I defiantely plan on riding in the winter. I'll go out and shovel some snow out of the roundpen...then get some Paw safe ice melter (because the BO has dogs) and I"ll put it any ice...then we'll go ride. I won't go any faster than a trot, but I'l lstill ride.


----------



## Midwest Paint (Oct 21, 2008)

*Footing can be an issue in the winter..*

I do use mine in the winter. But Ihave mine tarped when not using it, so the snow doesnt build up, and I have sand in mine as well, which helps with water issues. I have had issues in the past with previosu round pens getting too muddy, and footing was dangerous for loping and other faster gates then a walk or trot.

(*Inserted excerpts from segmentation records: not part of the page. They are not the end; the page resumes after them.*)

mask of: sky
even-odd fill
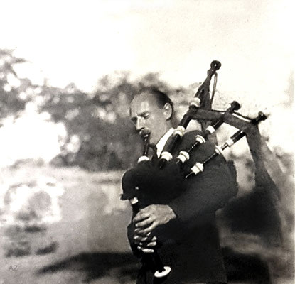
[[[73,82],[87,92],[102,76],[126,70],[188,87],[218,60],[221,92],[272,108],[286,101],[293,71],[291,2],[3,1],[0,48],[28,60],[21,77],[62,87]]]

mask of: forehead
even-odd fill
[[[159,110],[156,99],[149,94],[139,94],[134,97],[130,104],[130,114],[132,116],[140,115],[145,111],[153,111]]]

I also use my round pen for other training other then "round penning". Epsecially when it comes to foals. You dont have to run a horse in the round pen just because its a round pen, LOL! Its a great area to keep control with working green horses.

If the round pen is not an option, but you want to broaden your horizens and skills a little in yourself and the horse, Lunge Line's are cheap and fun to work with. You dont need a round pen for that. You can go anywhere where you have some space!


----------



## free_sprtd (Oct 18, 2007)

hmmm that's all i thought the round pen was for was running in circles...naive i know, but i guess that's why i never really used it.


----------



## Midwest Paint (Oct 21, 2008)

Ohhhh goodness no! I know, that is what most people see when it comes to round pens! I am not a real huge fan of chasing down a run away green horse.. LOL! Me being lazy!  No, but really, its a great controlled area to try some new things, and not have to wear yourself out when it goes wrong!

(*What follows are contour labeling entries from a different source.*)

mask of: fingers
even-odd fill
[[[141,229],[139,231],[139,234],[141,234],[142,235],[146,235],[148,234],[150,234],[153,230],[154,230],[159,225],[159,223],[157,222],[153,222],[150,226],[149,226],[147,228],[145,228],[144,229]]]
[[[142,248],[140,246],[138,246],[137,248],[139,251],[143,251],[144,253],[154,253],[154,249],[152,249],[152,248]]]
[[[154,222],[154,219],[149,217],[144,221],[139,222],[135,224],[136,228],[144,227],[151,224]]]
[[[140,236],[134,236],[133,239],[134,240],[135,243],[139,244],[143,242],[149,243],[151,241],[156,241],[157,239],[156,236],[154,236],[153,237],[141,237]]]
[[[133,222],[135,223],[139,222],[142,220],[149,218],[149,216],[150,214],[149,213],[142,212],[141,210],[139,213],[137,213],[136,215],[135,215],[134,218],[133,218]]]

I have been working with uncontrolled returns on cue with some of my foals. As they get better, I move up to a bigger area and keep. I also like to practice reinless riding there for the first times. Teaching something new for the first time that doesnt require a ton of space, a round pen is ideal!

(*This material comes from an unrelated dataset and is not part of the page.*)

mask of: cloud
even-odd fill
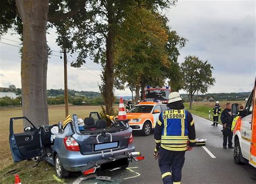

Have you worked with lunge lines before?


----------



## smrobs (Jul 30, 2008)

Yes, I still use the roundpen when it is muddy or snowy. I don't ever let the horse get out of a trot in the round pen anyway and I only use it for 3 or 4 days when I start a new horse. If I notice them really having trouble with the footing, I just slow down. I don't ever use a round pen on a broke horse and uneven ground, I think, is good to get horses used to because it reminds them to be aware of where their feet are and makes them more sure footed. The only time that I don't use the pen is when it has been wet and then frozen with those little sharp points because I know those things can cut even the hardest hooves.


----------



## SonnyWimps (Feb 22, 2008)

nope, roundpen isn't just for lunging (or the fancy term of lunging in a roundpen "roundpenning"), if you have a big enough one it can be used for riding. I dont' lunge my horse, I use the roundpen for liberty work (doing the Parelli 7 Games without a lead and halter), trying out new things, or if I want to just have undemanding time, I'll put him in there so it's just the two of us.


----------



## free_sprtd (Oct 18, 2007)

hmmmm those are some great ideas! I have always used the lunge line.... barely used the round pen. but I will be starting him in a month or two on light saddle work and at the moment I am not sure how he will react without someone ponying us. Would it be best to use the round pen if it's not to nasty out? Also, do you prefer starting with or without a bridle?


----------



## smrobs (Jul 30, 2008)

I would advise using the roundpen for the first few rides at least. I never have liked being ponied on a green horse. I prefer direct contact between myself and the horse and riding in the round pen will help develop that. Everyone starts their horses a little differently but I always start mine in a loose ring snaffle. Some start them in a rope halter tho and others use a rawhide bosal. I think whatever you have been using to teach flexion and giving to pressure is best to continue using so you don't have to start over.


----------



## PoptartShop (Jul 25, 2010)

Usually no if it's messy/muddy.  We have a nice indoor ring & some other places that are usually dry to ride in, so yeah.


----------



## free_sprtd (Oct 18, 2007)

I've been using a loose ring snaffle, so i will just continue doing that . he is getting his wolf teeth pulled on monday so i have been waiting a while to use the bit again. thanks for your advice!


----------